The form of the M-S functional (taken from Wikipedia) is:
$$
E [ J , B ] = C \int _ { D } ( I ( \vec { x } ) - J ( \vec { x } ) ) ^ { 2 } d \vec { x } + A \int _ { D / B } \vec { \nabla } J ( \vec { x } ) \cdot \vec { \nabla } J ( \vec { x } ) d \vec { x } + B \int _ { B } d s
$$ 
This first term $(I(x) - J(x))^2$ is unclear to me. According to Wikipedia $I(X)$ is the image and $J(x)$ is an image model. But I am not clear on what is meant by the "image model" versus the image itself? Is there some prediction of the pixel intensities that creates a model $J(x)$ and then the first term compared the predicted intensities versus the actual intensities in $I(x)$. I was not clear on how the model $J(x)$ was computed.
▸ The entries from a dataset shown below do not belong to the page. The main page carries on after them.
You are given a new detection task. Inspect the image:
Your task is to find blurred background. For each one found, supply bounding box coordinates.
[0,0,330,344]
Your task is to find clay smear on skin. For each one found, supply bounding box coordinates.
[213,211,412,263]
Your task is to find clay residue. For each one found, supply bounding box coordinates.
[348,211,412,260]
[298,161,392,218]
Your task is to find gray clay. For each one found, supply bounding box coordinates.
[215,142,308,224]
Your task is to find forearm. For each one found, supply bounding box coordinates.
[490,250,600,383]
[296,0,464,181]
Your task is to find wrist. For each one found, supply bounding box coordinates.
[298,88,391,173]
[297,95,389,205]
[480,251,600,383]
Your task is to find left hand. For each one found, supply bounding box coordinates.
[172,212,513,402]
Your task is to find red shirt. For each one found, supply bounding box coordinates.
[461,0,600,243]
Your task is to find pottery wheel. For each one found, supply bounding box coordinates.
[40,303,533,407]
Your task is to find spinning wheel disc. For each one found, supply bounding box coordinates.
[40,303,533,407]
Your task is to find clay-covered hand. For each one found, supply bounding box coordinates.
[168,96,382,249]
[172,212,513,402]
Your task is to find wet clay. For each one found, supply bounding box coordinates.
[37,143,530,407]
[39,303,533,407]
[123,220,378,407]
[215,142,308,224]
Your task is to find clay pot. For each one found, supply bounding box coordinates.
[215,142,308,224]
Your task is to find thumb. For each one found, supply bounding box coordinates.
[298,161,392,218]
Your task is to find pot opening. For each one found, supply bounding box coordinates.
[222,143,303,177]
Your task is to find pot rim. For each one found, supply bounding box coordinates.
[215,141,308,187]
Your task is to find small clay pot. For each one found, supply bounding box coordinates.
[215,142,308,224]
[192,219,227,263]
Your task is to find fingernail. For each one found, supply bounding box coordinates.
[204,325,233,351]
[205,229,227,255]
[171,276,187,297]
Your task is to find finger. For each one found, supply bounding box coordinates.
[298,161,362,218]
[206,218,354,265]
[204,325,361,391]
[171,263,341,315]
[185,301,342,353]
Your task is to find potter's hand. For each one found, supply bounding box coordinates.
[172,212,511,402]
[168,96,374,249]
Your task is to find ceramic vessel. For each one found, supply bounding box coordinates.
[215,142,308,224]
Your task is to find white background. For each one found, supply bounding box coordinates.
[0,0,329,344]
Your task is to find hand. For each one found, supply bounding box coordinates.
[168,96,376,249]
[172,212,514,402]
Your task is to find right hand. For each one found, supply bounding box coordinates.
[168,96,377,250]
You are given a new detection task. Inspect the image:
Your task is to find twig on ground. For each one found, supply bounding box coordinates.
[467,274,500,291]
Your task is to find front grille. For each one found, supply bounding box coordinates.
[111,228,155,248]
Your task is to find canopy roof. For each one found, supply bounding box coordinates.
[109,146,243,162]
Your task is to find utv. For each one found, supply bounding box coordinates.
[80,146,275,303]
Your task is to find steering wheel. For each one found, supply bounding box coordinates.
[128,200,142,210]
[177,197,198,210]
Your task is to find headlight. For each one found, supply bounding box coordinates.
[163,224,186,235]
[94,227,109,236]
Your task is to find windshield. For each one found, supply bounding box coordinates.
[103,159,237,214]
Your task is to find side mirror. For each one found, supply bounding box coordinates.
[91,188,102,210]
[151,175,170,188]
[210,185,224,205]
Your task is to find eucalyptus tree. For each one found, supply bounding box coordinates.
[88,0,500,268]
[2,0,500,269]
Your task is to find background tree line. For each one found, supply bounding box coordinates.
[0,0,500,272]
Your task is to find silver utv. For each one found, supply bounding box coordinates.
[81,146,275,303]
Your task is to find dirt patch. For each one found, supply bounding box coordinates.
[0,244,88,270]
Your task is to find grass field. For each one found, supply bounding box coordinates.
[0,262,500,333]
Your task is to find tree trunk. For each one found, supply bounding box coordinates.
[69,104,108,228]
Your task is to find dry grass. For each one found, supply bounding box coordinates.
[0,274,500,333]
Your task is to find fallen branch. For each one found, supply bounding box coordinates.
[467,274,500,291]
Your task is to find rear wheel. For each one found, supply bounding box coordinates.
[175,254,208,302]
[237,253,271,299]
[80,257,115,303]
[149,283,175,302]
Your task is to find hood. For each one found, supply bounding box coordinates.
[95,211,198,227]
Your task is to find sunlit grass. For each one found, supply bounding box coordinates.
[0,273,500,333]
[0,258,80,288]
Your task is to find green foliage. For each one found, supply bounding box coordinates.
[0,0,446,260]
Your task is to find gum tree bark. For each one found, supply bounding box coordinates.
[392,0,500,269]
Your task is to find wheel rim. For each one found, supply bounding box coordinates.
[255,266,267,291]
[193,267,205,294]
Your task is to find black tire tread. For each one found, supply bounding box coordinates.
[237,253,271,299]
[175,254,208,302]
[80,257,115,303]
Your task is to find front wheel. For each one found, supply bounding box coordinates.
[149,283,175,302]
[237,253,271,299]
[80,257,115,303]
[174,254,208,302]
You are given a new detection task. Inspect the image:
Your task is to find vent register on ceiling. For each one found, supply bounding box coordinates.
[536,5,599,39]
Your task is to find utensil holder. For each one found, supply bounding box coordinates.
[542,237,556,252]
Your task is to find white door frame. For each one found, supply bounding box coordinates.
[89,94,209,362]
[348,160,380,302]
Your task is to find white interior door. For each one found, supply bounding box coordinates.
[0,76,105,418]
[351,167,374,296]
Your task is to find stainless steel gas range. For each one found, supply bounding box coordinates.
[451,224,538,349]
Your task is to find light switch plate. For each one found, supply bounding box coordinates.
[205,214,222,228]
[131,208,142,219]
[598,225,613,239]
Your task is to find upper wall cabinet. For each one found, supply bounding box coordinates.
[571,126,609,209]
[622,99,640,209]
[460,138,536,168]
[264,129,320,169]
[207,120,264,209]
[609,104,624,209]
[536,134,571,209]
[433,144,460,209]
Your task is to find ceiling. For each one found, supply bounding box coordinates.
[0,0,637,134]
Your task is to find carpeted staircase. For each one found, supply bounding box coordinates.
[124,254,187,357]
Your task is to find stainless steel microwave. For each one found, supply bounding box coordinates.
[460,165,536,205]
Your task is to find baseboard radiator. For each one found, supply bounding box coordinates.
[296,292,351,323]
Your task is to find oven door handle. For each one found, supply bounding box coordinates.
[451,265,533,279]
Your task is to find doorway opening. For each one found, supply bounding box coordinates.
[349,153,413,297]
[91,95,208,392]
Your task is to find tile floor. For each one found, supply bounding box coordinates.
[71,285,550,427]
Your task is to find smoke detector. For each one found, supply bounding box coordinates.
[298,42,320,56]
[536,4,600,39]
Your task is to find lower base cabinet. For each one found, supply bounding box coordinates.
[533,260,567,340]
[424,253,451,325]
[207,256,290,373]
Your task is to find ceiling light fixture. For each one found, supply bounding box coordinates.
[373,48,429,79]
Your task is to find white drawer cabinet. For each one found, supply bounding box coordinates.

Is it a regression, or a local average over the domain, or such. 
If anyone can explain this first term in the model, or point me to a good explanation, that would be really helpful. 
Also note, I did read this related Stackexchange post, but it did not really provide enough intuition. 
The image function in Mumford-Shah functional in image segmentation
 A: If you look at Optimal Approximations by Piecewise Smooth Functions and Associated Variational Problems by Mumford and Shah, you'll see that the idea is to segment an image into a decomposition of disjoint regions $\{R_j\}$ such that $I(x)$ varies slowly within each region $R_i$, but quickly across the boundaries between two regions. The idea is to use some piecewise smooth function $J$ to approximate the image $I$. The point of the first term is to be able to use this approximation to match the image on a single region. Assuming $J$ on some region is very smooth, then $I$ on that region must also be smooth if term 1 is small. The idea is that an image segment should be smooth; e.g., it should include the surface of an apple but not allow the decidedly non-smooth discontinuous jump to the white background wall behind it. In other words, term 1 enforces smoothness within each region (i.e., intra-region self-similarity).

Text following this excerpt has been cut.